Inside information is the material information regarding an entity, which only the board of directors, management, or/and employees and not the public is aware of. The Security and Exchange Commission (SEC) prohibits any sort of trading, which is based on this kind of information. Such an information is highly confidential and if a person knows about the significant corporate information and developments of the company (for example, releasing of new products), then it could give him/her an advantage that would be unfair to the public.
In America, the SEC has regulated inside trading legally and insiders at the corporate level, including directors, employees and officers can sell and purchase stock in their own entities. However, the SEC does investigate incidents that are related to illegal insider trading. Those who are caught are subjected to both imprisonment and fine.

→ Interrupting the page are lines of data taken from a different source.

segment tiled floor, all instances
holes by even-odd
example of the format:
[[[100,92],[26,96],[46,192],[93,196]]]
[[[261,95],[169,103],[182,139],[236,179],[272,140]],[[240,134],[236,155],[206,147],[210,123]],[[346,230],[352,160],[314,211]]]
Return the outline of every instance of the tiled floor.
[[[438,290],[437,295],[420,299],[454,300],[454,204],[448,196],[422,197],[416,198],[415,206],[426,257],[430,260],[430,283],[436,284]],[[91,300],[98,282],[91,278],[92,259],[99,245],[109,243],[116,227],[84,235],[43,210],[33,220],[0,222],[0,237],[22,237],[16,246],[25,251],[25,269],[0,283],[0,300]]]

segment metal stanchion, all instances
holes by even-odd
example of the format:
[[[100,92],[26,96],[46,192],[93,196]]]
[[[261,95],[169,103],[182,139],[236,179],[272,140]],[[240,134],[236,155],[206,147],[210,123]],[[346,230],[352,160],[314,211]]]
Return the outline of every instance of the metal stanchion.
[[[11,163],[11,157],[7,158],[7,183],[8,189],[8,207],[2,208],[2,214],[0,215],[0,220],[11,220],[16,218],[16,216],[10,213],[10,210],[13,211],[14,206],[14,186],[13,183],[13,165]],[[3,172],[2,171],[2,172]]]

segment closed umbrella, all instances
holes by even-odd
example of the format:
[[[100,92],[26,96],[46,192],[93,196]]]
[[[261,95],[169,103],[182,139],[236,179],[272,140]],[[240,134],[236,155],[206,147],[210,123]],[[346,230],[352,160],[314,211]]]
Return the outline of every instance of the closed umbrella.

What Constitutes Inside information?
Inside information includes all those information that has not been revealed before the public and if they were disclosed before the public, could affect the security’s value significantly. Such information can be related to an issuer, a security or even securities market as such. Thus, inside information could for instance include any of the following:
- Orders for trading
- Upcoming corporate restructuring
- Redemption or purchase offer
- Issue of share
- Decreasing of a share’s nominal value
- Contents included in the statements or interim reports
- Division or assimilation of series of shares, etc.

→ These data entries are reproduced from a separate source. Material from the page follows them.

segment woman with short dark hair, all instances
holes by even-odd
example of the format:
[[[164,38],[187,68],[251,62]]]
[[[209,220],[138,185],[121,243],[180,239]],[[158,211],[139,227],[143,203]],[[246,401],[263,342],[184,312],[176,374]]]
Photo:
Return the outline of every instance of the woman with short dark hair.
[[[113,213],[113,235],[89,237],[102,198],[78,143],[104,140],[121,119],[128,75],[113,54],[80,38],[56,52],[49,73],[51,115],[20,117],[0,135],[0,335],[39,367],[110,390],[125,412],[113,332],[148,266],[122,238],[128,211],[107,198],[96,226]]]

According to the securities markets act, there are basically two types of insider viz. primary insider and secondary insider. While the primary insider has significant inside information owing to his/her position, responsibility or employment within the company. Such a person can also obtain inside information about the company since he/she holds the shares of the issuer. On the other hand, the secondary insider is a person who knows or should have been aware of the fact that the information lying with him was or is inside information. Such a person is not allowed to use inside information for trading of securities. In addition to this, an insider also does not have the right to use inside information for advising other people when they are looking to indulge in transactions pertaining to securities.